In testing the antifungal properties of sea fan extracts, we observed that aqueous whole coral extracts slightly encouraged fungal growth. We suspect that this is an artifact of liberating large quantities of nutrients in the extraction procedure which masked the effect of specific antifungal compounds. The antifungal activities of the chitinase-containing seawater and Tris buffer samples with lower nutrients levels support this possibility. The lack of antifungal activity in those fractions lacking chitinase activity (as in the 24 h seawater collection and anion exchange flow-through) also suggests that sea fan chitinases could be responsible for the antifungal activity. Of course, the antifungal, chitinase-containing fractions in our assay still contain many other proteins and molecules that could be responsible for inhibiting the fungus in vitro. As we further fractionate the sea fan chitinases we will be able to test whether they are responsible for the antifungal activity that we observed. The data presented here also do not rule out the possibility that sea fan chitinases are involved in morphological or digestive processes in the sea fan. The rare endochitinase activity in the tissue, for example, could indicate individuals caught in an uncommon developmental stage or responding to a scarce chitinaceous food source. Our future studies will address this question by establishing whether sea fans themselves contain chitin and determining in which tissue and sub-cellular location chitinases reside.

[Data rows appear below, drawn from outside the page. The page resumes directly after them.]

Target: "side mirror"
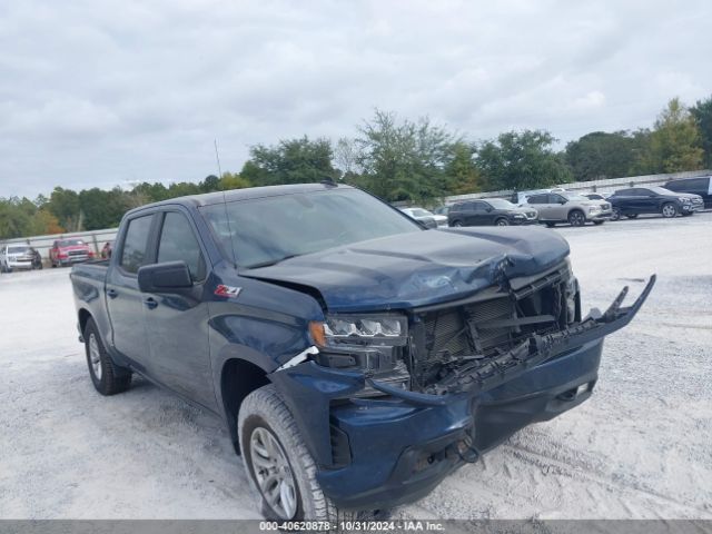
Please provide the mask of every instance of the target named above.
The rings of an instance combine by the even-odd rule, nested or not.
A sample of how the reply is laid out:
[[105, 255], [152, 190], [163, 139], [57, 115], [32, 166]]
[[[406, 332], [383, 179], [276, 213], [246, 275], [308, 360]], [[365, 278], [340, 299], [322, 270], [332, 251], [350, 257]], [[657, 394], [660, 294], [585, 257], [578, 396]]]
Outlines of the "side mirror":
[[145, 265], [138, 269], [138, 287], [142, 293], [167, 293], [192, 287], [192, 278], [182, 260]]

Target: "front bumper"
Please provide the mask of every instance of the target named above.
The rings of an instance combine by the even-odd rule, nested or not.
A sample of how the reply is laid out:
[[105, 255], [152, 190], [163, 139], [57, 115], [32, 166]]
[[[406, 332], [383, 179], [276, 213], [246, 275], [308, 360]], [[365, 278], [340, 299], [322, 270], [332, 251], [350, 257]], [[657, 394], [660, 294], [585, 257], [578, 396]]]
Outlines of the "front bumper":
[[[555, 334], [532, 335], [485, 366], [463, 366], [438, 394], [398, 389], [306, 362], [271, 380], [283, 392], [337, 505], [392, 507], [427, 495], [445, 476], [526, 425], [577, 406], [593, 392], [603, 339], [635, 316], [655, 281], [627, 307], [624, 288]], [[364, 384], [387, 394], [356, 398]]]

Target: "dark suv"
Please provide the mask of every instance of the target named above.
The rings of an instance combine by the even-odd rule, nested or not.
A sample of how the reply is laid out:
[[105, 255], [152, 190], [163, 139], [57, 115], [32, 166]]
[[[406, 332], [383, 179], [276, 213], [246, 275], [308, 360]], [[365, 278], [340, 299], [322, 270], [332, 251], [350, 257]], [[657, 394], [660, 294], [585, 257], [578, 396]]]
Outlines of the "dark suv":
[[657, 186], [619, 189], [609, 197], [609, 201], [613, 206], [611, 220], [621, 216], [634, 219], [640, 214], [661, 214], [666, 218], [688, 216], [704, 206], [700, 195], [675, 192]]
[[454, 205], [447, 212], [447, 226], [533, 225], [536, 217], [534, 208], [520, 208], [502, 198], [488, 198]]
[[671, 180], [665, 184], [665, 189], [670, 189], [675, 192], [691, 192], [693, 195], [700, 195], [704, 201], [704, 207], [708, 209], [712, 208], [712, 176]]

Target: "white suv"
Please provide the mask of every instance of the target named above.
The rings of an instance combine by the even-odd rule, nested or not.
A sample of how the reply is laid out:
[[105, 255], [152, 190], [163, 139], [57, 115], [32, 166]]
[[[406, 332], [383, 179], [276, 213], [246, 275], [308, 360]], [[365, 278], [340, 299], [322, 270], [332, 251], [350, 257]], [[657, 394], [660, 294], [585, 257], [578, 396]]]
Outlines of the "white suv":
[[0, 271], [12, 273], [12, 269], [31, 269], [32, 250], [27, 245], [2, 245], [0, 248]]

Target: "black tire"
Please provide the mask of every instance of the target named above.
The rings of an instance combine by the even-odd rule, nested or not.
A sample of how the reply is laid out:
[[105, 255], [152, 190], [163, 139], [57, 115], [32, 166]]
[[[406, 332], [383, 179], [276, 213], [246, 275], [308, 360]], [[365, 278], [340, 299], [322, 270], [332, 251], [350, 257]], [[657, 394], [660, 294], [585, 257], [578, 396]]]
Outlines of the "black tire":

In conclusion, the observation that exochitinase in sea fan tissue did not increase in response to fungal exposure argues against the hypothesis that this enzyme is a positively regulated fungus-specific response in this species. However, exochitinase is released into the surrounding seawater in response to injury or agitation of the coral and the released activity corresponds with antifungal activity. These findings suggest that this enzyme may play a role in the general response of sea fans to stress. Given the lytic nature and specificity of chitinases, and their demonstrated role in defense in many other organisms, our preliminary interpretation of these data is that sea fan exochitinase may serve as protection against opportunistic infection by chitinaceous pathogens during stress. The widely varying endochitinase activity of sea fans may prove a useful indicator of individual susceptibility to stressors, prior exposure to chitinaceous intruders/food sources, or may reflect different developmental stages of the host. Future studies will attempt to correlate endochitinase activity with disease and resistance measures and genomic markers to explore this possibility.